MEET THE GANG: < SKETCHES FROM THE BOOK> First BOB, who is talking----
My family had just moved about twenty-five miles. In this day and age that does not seem like much of a distance. But to those of us who had lived in an area called Fred's Creek, where relatives houses were scattered about since many years before the Civil War, it was at least a long way culturally to now be living near the banks of the Ohio River, in a town called Boaz, among other residents of an almost completed subdivision. Traveling down from the ridges and hills, away from Fred's Creek, was in many ways a big move.

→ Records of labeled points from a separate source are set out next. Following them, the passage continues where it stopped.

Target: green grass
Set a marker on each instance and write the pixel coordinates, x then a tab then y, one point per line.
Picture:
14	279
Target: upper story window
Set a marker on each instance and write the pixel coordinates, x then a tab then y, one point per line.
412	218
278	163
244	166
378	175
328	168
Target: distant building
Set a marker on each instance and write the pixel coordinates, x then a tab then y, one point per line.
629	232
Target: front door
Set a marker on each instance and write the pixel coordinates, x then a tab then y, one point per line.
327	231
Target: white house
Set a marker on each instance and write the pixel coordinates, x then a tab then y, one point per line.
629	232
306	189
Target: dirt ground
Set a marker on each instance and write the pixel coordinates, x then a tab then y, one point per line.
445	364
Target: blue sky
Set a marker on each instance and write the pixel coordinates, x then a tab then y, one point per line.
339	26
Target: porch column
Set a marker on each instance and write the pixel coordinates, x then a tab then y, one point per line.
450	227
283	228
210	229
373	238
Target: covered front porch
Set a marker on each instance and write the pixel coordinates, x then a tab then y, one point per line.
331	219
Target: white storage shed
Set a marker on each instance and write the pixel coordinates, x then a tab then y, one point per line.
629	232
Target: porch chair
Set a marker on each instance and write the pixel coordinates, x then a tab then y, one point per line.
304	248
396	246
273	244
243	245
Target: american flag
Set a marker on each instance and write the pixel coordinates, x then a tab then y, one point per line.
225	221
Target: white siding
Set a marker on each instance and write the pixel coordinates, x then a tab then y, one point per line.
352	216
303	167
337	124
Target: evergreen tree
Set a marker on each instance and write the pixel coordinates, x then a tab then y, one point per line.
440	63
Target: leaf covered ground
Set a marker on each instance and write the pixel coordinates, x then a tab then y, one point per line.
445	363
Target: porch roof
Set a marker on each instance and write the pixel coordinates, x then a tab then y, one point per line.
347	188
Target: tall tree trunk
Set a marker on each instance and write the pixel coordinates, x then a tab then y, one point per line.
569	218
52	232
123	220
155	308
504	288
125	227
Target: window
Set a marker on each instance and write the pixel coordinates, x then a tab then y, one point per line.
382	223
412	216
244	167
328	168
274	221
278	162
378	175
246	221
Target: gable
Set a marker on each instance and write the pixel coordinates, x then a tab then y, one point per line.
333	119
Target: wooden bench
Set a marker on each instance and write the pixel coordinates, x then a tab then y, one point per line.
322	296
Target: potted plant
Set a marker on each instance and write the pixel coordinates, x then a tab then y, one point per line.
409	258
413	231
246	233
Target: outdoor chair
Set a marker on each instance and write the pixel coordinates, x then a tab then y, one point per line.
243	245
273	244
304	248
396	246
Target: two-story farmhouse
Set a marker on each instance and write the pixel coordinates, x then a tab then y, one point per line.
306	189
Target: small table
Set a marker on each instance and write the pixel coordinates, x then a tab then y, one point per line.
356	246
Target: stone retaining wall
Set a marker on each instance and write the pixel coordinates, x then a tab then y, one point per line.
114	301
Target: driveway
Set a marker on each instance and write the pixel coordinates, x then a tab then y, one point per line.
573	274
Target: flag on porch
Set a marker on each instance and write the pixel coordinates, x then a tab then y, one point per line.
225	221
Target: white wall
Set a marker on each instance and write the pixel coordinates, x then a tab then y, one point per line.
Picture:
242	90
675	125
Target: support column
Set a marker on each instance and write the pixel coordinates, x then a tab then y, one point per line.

We had been in our new home all summer but today was the first day of school; my first day in a new school. Mother and I had earlier in the summer made a trip to enroll and meet the principal. He looked at my grades from Fred's Creek. They were not good at all but they seemed to make him happy. He told mother about the great strides education had made. How the new educator must be able to meet the children's needs on different levels,teaching each according to their abilities.
Next is JERRY JOE> This morning I turned the loose and somewhat bent doorknob at Jerry Joe's house and went in without knocking, knowing he would probably be asleep on the gray couch in the house's only room, except for the dirty green doors each leading to either the bedroom or toilet, in the rear, over the water.
He lay sound asleep where I expected. He was in the habit of staying awake for extended periods that ended abruptly by lying down about anywhere and falling into a deep sleep. I pulled a stained handmade quilt from a long body that was wearing holey jockey type underwear. Looking up, his wide mouth spread into a grin and saying nothing he came up gracefully from the couch that spouted stuffing and had a mildewed odor.
He pulled on the pair of new blue jeans that he had been wearing for a couple of weeks. They had yet to be washed for the first time. Then he added a tee shirt that didn't quite cover his belly button. He walked to his mother's purse that was sitting on the table in what could be called the kitchen area and unsnapped it, to dig until he pulled out a pack of cigarettes. Putting one in his mouth and one behind his ear he moved to a black cooking grate that was attached to the wall and found a kitchen match that he swiped on the wall. It made a distinctive popping sound when the head ignited. He held the flame a couple of inches below the cigarette until it lit, while at the same time he was moving to a position in the middle of the floor. Then puffing smoke, while closing one greenish blue eye, he aimed and dropped the still burning match cleanly through a knothole between his feet and into the river.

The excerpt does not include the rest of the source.